Leserbrief
Leserbrief „Meine Meinung“ – „Die großformatigen, farbenprächtigen Wahlplakate“
Baden-Baden, 17.01.2025, Leserbrief In einem Leserbrief an die Redaktion nimmt goodnews4-Leser Wolfgang Holstein Stellung zu dem goodnews4-Bericht Baden-Badener Wahlamt wird aktiv – Bürgermeister Krammerbauer zur Briefwahl: «Die Fristen sind knapp» – Antworten zur Bundestagswahl.

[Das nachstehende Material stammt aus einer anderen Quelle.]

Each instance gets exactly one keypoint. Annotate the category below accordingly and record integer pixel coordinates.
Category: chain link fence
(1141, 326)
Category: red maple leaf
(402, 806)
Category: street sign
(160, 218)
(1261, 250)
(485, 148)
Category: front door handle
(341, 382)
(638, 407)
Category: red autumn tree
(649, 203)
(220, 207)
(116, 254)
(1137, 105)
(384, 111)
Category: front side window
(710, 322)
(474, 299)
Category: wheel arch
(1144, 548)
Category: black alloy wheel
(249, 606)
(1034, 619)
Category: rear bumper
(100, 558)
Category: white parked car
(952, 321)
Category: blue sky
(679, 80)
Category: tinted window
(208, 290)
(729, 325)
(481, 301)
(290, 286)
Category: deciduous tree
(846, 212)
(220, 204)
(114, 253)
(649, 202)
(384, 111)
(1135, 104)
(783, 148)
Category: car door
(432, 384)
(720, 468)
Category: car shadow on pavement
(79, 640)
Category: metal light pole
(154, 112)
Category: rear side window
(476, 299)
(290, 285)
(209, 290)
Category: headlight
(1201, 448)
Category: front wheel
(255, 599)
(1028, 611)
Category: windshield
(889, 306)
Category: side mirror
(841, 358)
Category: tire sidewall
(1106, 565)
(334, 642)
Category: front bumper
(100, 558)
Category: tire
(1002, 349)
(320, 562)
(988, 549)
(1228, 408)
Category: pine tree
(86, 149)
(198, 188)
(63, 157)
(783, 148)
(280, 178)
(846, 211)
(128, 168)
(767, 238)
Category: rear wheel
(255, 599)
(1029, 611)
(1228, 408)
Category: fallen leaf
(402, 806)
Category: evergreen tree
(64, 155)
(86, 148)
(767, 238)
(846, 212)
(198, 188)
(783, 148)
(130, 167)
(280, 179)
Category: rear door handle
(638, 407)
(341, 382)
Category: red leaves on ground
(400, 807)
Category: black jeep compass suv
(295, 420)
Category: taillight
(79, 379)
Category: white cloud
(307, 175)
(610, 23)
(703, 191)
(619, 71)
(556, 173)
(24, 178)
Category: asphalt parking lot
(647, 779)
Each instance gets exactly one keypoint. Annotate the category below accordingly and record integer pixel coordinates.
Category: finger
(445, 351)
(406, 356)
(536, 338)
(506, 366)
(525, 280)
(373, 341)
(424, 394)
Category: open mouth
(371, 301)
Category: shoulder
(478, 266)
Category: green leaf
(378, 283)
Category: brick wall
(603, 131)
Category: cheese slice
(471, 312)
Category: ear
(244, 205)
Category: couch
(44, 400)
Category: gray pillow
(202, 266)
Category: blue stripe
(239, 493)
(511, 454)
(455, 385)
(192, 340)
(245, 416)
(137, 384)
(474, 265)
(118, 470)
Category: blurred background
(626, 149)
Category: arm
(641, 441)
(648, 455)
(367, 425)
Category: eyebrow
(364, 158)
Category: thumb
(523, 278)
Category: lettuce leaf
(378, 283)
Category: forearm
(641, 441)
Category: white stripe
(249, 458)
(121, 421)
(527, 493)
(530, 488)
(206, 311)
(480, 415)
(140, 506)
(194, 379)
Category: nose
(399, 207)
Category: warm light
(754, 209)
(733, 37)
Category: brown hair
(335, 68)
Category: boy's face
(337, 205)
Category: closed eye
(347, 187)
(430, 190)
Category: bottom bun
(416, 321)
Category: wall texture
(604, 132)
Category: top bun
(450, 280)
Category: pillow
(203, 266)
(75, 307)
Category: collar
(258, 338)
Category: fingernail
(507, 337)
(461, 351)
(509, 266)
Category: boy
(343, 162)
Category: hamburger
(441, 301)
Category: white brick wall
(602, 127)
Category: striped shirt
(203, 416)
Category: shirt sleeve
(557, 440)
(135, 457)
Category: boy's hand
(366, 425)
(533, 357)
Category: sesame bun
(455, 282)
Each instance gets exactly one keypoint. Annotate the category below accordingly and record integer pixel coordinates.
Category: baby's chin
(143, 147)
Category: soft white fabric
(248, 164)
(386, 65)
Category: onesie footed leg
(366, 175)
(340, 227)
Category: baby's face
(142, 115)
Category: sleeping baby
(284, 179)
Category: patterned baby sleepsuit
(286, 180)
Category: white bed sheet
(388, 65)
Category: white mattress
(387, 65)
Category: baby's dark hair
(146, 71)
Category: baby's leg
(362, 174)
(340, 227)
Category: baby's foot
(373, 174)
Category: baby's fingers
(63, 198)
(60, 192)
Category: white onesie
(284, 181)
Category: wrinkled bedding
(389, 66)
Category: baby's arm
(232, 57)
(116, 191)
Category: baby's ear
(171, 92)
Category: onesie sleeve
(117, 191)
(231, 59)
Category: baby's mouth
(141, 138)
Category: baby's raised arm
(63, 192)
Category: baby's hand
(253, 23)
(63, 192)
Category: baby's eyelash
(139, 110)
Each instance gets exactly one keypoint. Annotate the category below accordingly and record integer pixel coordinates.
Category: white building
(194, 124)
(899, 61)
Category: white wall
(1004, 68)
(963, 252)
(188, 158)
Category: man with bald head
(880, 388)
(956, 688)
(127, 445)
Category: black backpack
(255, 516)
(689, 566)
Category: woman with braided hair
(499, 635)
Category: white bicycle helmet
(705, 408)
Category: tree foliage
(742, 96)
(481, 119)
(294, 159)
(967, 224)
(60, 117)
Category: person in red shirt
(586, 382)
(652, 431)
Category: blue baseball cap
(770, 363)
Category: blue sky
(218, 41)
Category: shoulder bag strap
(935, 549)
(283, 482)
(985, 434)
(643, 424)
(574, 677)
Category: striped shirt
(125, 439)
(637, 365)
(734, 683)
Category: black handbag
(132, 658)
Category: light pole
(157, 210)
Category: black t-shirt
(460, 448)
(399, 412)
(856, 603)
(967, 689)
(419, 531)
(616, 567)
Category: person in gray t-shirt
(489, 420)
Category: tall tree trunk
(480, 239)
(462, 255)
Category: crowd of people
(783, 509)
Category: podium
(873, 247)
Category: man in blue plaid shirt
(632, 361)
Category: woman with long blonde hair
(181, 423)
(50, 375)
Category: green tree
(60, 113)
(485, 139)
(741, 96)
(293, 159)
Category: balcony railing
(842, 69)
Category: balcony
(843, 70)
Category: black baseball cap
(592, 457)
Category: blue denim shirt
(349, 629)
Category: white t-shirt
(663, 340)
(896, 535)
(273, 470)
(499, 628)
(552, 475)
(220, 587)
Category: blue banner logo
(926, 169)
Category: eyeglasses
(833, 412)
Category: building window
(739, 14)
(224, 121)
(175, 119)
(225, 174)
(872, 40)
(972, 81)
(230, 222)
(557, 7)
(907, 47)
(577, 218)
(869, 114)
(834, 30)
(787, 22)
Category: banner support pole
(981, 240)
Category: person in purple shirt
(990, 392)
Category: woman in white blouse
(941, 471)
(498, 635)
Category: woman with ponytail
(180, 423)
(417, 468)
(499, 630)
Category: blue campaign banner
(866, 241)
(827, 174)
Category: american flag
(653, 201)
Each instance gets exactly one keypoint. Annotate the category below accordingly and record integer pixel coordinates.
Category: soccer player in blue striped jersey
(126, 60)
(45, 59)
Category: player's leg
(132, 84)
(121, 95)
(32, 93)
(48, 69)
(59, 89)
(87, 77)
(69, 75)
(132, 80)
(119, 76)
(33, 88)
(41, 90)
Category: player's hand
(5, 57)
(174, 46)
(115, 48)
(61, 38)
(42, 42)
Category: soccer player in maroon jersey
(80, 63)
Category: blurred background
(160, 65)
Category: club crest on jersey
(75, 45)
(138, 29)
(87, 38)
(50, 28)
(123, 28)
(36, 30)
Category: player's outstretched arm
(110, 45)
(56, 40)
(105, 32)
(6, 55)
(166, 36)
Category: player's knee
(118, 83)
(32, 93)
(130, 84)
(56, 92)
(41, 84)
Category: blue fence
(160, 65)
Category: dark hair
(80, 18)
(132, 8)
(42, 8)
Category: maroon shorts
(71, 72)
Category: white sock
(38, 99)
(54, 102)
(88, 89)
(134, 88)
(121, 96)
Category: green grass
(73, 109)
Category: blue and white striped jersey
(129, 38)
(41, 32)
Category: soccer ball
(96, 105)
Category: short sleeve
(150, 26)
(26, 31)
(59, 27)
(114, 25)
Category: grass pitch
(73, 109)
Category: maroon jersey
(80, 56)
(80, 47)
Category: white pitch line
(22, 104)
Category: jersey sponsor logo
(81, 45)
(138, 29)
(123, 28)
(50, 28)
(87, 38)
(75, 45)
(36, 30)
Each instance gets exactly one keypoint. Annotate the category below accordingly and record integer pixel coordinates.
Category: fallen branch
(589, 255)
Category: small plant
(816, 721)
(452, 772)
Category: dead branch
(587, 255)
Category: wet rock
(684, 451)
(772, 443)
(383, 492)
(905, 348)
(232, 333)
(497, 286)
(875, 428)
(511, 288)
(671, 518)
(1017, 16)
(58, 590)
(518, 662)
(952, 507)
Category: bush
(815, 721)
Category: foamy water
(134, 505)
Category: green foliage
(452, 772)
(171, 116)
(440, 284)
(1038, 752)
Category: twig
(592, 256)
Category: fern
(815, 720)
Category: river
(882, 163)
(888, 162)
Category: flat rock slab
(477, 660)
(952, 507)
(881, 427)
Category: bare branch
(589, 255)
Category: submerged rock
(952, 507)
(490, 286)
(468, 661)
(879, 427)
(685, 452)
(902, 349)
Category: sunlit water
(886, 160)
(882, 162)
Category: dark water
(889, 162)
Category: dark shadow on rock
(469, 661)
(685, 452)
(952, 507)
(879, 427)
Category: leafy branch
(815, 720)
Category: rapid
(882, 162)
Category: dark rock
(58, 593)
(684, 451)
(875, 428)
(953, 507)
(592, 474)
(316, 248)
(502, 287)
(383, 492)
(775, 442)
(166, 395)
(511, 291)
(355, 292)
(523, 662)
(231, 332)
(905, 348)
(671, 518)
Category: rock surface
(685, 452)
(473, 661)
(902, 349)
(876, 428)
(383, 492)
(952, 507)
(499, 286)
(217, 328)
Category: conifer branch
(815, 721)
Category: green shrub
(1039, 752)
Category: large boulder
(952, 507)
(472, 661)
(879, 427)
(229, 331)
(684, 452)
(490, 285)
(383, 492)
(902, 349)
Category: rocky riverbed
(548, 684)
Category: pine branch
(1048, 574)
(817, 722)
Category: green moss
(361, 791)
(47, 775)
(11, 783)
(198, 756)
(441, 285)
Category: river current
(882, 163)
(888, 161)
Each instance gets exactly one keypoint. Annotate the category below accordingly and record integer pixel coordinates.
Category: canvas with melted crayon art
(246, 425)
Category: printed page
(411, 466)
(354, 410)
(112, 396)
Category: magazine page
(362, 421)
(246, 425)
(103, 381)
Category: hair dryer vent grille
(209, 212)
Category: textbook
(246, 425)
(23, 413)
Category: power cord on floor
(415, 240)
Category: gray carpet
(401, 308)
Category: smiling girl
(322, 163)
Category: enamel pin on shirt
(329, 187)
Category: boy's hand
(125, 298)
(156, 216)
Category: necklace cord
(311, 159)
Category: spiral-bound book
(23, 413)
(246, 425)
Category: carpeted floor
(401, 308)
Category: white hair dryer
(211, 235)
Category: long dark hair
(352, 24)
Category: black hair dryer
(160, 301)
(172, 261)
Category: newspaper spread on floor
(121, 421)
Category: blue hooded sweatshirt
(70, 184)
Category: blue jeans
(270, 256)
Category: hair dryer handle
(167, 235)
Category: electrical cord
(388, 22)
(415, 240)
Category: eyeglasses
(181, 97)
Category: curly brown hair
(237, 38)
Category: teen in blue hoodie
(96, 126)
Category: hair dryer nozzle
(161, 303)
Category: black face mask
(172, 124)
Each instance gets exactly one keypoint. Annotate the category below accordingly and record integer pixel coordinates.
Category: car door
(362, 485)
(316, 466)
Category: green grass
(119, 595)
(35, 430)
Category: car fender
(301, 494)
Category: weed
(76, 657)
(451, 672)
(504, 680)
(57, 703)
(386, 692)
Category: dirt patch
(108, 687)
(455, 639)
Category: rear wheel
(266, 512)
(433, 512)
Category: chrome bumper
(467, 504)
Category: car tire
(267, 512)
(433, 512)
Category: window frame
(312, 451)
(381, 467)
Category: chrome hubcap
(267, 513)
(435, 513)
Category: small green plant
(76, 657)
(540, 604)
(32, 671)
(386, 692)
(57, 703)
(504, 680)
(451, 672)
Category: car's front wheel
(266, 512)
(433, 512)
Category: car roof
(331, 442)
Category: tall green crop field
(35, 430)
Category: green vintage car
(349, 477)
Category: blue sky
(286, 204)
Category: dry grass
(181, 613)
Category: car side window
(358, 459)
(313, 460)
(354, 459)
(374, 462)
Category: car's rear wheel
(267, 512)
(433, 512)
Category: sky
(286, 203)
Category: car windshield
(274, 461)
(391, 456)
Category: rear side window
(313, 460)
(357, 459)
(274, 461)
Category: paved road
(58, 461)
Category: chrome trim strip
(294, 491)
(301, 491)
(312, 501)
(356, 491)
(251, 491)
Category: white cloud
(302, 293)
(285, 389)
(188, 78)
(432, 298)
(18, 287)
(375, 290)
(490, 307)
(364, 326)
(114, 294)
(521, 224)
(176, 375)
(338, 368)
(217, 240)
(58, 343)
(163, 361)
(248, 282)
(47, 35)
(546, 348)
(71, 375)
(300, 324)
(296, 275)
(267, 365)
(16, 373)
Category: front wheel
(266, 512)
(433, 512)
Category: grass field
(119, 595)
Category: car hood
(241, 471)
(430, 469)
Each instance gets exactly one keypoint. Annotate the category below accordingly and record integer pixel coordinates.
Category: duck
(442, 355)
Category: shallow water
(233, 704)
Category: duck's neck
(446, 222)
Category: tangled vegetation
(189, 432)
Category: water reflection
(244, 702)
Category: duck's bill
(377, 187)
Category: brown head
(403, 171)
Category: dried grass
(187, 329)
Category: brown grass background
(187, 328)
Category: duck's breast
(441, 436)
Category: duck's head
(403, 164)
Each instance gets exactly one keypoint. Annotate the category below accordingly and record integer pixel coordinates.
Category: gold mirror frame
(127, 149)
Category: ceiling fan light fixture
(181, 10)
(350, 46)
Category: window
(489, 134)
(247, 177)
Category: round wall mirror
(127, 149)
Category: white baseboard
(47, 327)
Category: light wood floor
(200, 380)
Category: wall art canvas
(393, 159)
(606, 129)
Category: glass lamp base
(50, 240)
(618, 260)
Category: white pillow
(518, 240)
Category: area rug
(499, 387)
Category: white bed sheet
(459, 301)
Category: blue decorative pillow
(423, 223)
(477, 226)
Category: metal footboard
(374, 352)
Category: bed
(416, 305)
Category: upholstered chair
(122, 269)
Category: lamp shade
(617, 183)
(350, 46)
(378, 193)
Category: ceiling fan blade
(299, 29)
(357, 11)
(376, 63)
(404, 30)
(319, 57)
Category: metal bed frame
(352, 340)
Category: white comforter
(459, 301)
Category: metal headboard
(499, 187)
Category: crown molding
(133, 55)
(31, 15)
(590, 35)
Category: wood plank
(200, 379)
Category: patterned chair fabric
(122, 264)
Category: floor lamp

Da sind sie wieder, die großformatigen, farbenprächtigen Wahlplakate mit den 20 Jahre alten Jugendfotos der Kandidaten, inklusiver ihrer schon altbekannten Wahlaussagen, die einem wie bei jeder Wahl das Paradies auf Erden versprechen, jedoch nie eingehalten werden. Das weiß jeder Wähler, aber leider auch die Kandidaten, die noch nie an ihren Taten gemessen wurden. Warum schreiben die Kandidaten nicht ihre «Erfolge» auf die Wahlplakate? Ganz einfach, weil sie keine hatten. Im Gegenteil, ein Großteil der dort abgebildeten Akteure ist mitverantwortlich am wirtschaftlichen Niedergang und den sozialen Verwerfungen Deutschlands, aber Schuld haben ja bekanntlich immer die Anderen.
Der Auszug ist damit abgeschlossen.